Communication, emotional intelligence and problem-solving are just some of the attributes companies currently prize when looking for talent. However, it’s recently emerged that sustainability recruitment is being overlooked in the interview room, which could come at a real cost for any company not making it a procurement priority.
The disconnect has been highlighted by research released earlier this year by executive recruitment specialists Russell Reynolds, which revealed that out of 1,500 appointments in 2019, only 2 per cent of role profiles specified a need for sustainability credentials as a candidate requirement.
“Conversations around sustainability have never been louder, yet this is not always translating into action on the ground,” says chief executive Clarke Murphy.
“Sustainable business cannot happen without sustainable leadership and change will only occur if companies find leaders with the right skills and motivations to drive sustainability outcomes alongside financial success. This will require a radical rethink in the way board and C-suite leaders are selected.”
Of course, the rise of the chief sustainability officer role in the C-suite has been marked of late, but Murphy believes that to create a truly sustainable company, boards must go further.

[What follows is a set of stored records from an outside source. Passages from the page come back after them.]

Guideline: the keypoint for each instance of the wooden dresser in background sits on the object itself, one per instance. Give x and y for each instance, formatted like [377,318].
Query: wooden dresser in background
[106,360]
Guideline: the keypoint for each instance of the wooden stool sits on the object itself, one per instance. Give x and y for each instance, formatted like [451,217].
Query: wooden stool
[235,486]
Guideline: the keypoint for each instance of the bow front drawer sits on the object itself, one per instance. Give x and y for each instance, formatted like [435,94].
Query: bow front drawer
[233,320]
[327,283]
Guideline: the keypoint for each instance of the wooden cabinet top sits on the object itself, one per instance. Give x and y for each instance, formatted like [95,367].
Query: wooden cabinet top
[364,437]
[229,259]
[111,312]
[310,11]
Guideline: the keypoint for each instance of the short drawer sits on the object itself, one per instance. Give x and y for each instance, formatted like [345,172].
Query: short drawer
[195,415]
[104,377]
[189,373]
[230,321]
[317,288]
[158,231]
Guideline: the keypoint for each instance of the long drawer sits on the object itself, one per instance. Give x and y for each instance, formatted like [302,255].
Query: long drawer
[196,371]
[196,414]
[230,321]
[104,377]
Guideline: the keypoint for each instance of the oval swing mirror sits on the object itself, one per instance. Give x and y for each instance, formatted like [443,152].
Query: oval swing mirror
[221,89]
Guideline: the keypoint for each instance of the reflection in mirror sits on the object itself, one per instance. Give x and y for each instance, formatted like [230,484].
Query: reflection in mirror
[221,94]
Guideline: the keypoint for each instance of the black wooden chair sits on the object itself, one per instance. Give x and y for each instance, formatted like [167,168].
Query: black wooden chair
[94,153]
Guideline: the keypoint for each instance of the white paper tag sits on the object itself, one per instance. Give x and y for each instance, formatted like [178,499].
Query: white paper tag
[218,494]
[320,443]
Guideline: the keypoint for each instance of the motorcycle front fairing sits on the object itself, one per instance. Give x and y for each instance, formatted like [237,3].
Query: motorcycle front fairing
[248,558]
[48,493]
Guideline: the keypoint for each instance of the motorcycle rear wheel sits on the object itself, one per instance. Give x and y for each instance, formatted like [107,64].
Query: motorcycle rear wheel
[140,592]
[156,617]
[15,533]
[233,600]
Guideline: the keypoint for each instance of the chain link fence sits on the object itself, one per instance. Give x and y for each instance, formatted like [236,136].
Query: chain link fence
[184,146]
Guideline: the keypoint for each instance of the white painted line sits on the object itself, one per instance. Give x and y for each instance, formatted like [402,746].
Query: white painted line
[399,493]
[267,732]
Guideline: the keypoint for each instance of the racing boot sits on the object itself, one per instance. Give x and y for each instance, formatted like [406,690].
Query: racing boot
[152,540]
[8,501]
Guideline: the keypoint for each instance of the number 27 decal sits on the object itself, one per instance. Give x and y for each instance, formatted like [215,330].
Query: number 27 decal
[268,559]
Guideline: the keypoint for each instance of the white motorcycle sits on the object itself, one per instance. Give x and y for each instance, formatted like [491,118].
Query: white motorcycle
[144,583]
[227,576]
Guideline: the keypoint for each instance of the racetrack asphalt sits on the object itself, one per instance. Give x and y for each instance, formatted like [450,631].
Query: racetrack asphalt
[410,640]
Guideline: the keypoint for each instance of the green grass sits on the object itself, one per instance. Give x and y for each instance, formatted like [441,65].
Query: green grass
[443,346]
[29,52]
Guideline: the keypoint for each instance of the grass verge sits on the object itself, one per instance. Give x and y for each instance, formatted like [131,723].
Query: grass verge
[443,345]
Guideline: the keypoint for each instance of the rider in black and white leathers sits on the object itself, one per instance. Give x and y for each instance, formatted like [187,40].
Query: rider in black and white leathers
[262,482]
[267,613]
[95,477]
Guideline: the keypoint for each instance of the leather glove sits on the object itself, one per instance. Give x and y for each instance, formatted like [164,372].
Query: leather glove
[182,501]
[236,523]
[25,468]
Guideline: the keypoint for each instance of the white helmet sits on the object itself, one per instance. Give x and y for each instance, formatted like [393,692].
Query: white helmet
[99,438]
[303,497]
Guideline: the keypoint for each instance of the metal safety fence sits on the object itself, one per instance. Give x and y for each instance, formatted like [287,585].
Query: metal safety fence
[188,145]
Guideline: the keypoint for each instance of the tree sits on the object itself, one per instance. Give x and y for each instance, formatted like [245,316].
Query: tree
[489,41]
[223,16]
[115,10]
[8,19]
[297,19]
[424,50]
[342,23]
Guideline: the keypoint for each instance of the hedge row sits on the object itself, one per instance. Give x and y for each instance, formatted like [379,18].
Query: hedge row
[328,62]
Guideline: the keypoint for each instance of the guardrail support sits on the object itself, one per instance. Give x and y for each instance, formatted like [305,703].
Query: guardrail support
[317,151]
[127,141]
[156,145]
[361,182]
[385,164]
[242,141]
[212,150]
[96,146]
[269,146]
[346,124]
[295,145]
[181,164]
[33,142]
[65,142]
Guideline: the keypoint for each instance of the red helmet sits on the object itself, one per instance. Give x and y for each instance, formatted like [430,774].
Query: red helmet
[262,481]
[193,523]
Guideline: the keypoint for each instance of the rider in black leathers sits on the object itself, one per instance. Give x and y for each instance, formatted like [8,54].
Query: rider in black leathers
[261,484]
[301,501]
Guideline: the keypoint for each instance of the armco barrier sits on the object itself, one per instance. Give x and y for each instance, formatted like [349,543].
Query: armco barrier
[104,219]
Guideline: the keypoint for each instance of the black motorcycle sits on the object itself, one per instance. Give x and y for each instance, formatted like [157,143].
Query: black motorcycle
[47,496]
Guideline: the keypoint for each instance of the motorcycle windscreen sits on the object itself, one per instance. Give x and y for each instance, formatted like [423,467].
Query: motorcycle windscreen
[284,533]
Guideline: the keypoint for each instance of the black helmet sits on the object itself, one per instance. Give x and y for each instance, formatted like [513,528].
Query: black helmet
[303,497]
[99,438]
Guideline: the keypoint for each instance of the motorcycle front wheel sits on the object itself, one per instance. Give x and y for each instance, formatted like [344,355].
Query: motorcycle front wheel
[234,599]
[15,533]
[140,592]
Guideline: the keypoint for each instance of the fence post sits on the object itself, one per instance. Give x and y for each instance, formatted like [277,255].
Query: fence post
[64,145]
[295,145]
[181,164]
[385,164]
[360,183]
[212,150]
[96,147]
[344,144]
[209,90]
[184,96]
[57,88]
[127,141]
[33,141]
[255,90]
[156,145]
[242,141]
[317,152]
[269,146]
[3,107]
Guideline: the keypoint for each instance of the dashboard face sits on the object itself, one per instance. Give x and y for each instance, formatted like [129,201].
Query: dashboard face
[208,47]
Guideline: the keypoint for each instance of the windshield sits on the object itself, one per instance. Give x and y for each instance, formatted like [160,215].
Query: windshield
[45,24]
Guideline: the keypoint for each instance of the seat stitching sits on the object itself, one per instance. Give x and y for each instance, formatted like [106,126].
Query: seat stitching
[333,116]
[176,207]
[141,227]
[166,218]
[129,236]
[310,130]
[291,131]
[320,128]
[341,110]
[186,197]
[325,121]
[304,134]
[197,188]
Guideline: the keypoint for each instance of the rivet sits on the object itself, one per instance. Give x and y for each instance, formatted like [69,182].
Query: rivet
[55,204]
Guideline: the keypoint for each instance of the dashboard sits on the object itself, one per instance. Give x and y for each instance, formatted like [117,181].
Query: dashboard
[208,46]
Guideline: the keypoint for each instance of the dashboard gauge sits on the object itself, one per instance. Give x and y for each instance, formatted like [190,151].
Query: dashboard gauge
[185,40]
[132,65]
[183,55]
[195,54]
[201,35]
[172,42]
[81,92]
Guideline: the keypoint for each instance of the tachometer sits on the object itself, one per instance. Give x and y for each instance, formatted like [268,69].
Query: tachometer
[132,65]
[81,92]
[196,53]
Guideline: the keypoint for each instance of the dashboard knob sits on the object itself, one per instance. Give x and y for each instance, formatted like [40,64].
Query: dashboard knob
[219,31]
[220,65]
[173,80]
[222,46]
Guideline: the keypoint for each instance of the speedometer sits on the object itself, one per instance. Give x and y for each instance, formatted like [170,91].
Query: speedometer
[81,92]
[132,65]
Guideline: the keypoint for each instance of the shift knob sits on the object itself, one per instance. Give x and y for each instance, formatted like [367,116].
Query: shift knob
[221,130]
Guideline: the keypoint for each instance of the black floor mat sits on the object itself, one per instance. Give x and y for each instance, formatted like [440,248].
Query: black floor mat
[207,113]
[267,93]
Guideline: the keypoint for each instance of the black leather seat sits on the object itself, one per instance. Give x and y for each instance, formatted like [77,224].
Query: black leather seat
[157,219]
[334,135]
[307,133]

“Increasingly, companies that do not live and breathe their values are called to task by their own employees. This is not just grumbling around the watercooler. When employees complain today, they do it on social media, for everyone to see. If a company brands itself as supporting the environment, but employees know executives do not act that way, they are going to tell the world,” he warns.
Informing the recruitment team
This isn’t the first time human resources departments have had to take a pivotal role in future-proofing an organisation to cope with emerging market pressures.
Murphy draws an interesting parallel between the necessary shift towards sustainability recruitment and the digitalisation revolution of a decade ago when business started to wake up to the fact that hiring candidates with data acumen would be essential to growth. That’s when we began to hear about companies hiring chief digital officers and chief data officers, roles that are now the norm.
However, it didn’t stop with C-suite appointments and companies began to respond to the changes by hiring candidates, with digital competency, at all levels.
Similarly, companies need to adapt their procurement policy to focus on the sustainability issues that are particular to their business practices so they can draw on that talent pool in coming years.
However, a sustainability recruitment strategy isn’t just the opportunity to align a business with sustainability thinking because, as we move into 2020 and beyond, it will also become a necessity for any organisation that wants to attract top talent.
By 2025, millennials will comprise three quarters of the workforce and they bring with them a set of standards, confirmed by the 2016 CONE Communications Employee Engagement Study, which found 64 per cent of millennials wouldn’t take a job at a company that doesn’t have a strong sense of corporate social responsibility.
The successful candidate will choose you
There has been a quiet revolution going on when it comes to hiring and savvy procurement teams are realising that as much as they are recruiting talent, the talent is also recruiting them.
“Hiring managers who can’t articulate their company’s sustainability credentials and goals will find it harder to attract high-quality candidates as they will simply go somewhere that does,” argues executive graduate talent engagement specialist Amelia Jory.
“Every day I talk to candidates who are looking for their dream role. What’s encouraging is that the conversation rarely focuses entirely on salary, and there’s one ‘must have’ that comes up time and time again and that’s sustainability.”
HR departments also have to ensure they not only secure the talent through sustainability recruitment, but that they retain and maximise it in the coming years by implementing coaching and mentoring schemes, and instigate a learning culture where sustainability knowledge is successfully shared.
The goal is simple, but it’s time critical. Identifying sustainability-focused leaders and corporate activists today will ease the environmental burden of tomorrow. It will present the C-suite with a massive opportunity to inject sustainability into the very DNA of their business.